In the last 12 months, Agnes Water State School, located in Queensland, has seen a massive 22% increase in writing standards, as well as a spike in enthusiasm among teachers and students.
According to the school’s head of curriculum, Leigh Tankey, the Seven Steps to Writing Success program, a resource currently being used by a third of all Australian schools, has made a significant contribution to this boost.
Tankey said the program contributed towards improved student learning and engagement outcomes.
“I am strongly encouraging all of our teachers to start next year with this process again. We can use it to have a very focused cycle of improvement,” she said in a statement.
The programs seven steps are: plan for success; sizzling starts; tightening tension; dynamic dialogue; show, don't tell; ban the boring and exciting endings.
Kathleen Killick, Seven Steps’ marketing manager, told The Educator that she has seen “a dramatic increase” in workshop attendance and professional development in NSW schools in the last year due to the increase in state funding and word of mouth.
“Term 1 and 2 Workshop attendance in NSW has more than doubled compared to the same period last year and School PDs are up by 40%. We would hope to see similar increases in other states once the new funding is released nationally over the next ten years,” she said.
“The current information suggests that resourcing is a key focus and our program provides both training and resources to assist schools in driving writing improvement.”
Killick said the money will also be used to address areas of the curriculum where Australian schools have witnessed stagnation in terms of international performance, adding that writing falls into that category.

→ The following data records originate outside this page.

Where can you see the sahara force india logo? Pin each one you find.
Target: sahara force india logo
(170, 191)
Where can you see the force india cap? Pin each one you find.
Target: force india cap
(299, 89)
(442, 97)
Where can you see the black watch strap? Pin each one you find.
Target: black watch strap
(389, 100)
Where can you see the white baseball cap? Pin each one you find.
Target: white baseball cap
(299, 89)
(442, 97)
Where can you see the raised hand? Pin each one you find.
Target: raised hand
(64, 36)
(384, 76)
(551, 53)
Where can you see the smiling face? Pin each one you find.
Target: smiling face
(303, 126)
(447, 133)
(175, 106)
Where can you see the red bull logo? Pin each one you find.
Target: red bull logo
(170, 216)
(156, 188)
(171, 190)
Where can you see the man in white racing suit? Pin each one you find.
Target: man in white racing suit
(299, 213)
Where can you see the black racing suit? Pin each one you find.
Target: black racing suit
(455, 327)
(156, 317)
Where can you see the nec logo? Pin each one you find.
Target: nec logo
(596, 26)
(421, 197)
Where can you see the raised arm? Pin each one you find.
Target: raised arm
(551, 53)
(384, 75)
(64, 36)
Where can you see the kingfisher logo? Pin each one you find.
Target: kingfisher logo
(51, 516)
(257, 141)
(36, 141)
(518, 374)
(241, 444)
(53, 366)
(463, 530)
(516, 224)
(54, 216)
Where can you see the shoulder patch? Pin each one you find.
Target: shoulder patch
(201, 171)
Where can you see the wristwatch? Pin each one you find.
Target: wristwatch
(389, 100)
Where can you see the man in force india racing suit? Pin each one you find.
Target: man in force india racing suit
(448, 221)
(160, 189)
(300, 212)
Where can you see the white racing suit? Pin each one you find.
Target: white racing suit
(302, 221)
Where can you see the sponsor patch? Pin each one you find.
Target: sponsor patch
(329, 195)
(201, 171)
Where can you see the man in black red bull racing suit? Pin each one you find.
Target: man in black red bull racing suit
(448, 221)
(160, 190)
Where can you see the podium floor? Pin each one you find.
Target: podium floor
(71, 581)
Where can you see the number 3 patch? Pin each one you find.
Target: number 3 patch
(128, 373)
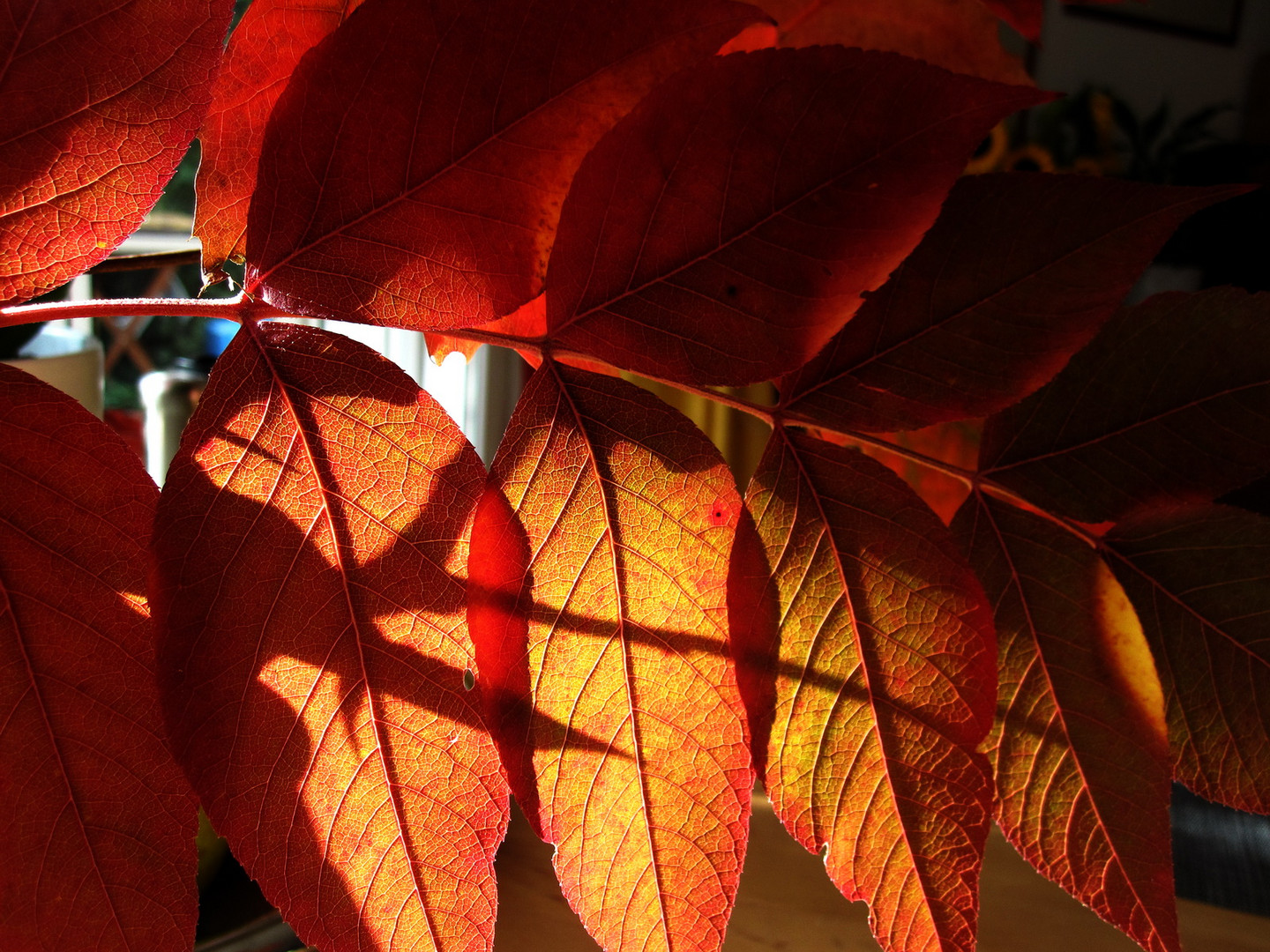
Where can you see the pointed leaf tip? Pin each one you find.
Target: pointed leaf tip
(1197, 577)
(310, 550)
(884, 683)
(436, 231)
(1079, 750)
(602, 641)
(93, 801)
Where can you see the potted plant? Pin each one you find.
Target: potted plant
(349, 643)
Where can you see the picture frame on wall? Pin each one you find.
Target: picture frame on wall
(1215, 20)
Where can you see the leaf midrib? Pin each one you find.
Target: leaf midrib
(257, 337)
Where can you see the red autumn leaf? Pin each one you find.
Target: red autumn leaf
(481, 113)
(725, 228)
(957, 34)
(1198, 577)
(1018, 273)
(883, 687)
(262, 55)
(957, 443)
(1080, 747)
(1027, 16)
(1024, 16)
(1169, 404)
(527, 322)
(93, 802)
(310, 603)
(101, 100)
(597, 591)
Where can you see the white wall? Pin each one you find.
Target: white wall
(1145, 66)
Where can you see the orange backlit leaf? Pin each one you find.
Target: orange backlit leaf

This year, Seven Steps is piloting the Track Your Success program which assists teachers in tracking students’ writing improvements following the implementation of the Seven Steps program.
Killick said that while this remains in the early stages, there have been similar increases across the board.
“We have also received feedback from many Seven Steps schools regarding the improvements they have seen in NAPLAN data following the implementation of the program,” she said.
Killick said the organisation’s biggest focus at the moment is its Seven Steps Online, which launched in April last year.
“The website has been positively received by our member schools,” Killick said.
“The key aim of this website is to help existing Seven Steps schools in maintaining momentum after the initial implementation phase and to help new schools learn and apply the techniques more effectively in their classrooms.”
Lynn Mattingley, a master teacher at Middlemount Community School in Queensland, said her school’s Seven Steps Online licence has been invaluable in up-skilling her staff – including many beginning teachers – with the tools to use Seven Steps in the classroom.
“We have used the online course in a variety of ways at staff meeting PD sessions and teachers are able to access the information again, whenever they want,” Mattingley said.
Killick said that with over 100 resources, including training videos, classroom PowerPoints, sample lesson plans, downloadable activities, planning and assessment resources, teachers have everything they need to transform student writing.
“New resources are added weekly to keep the content fresh and address the needs of our growing membership base of over 3,500 teachers,” she said.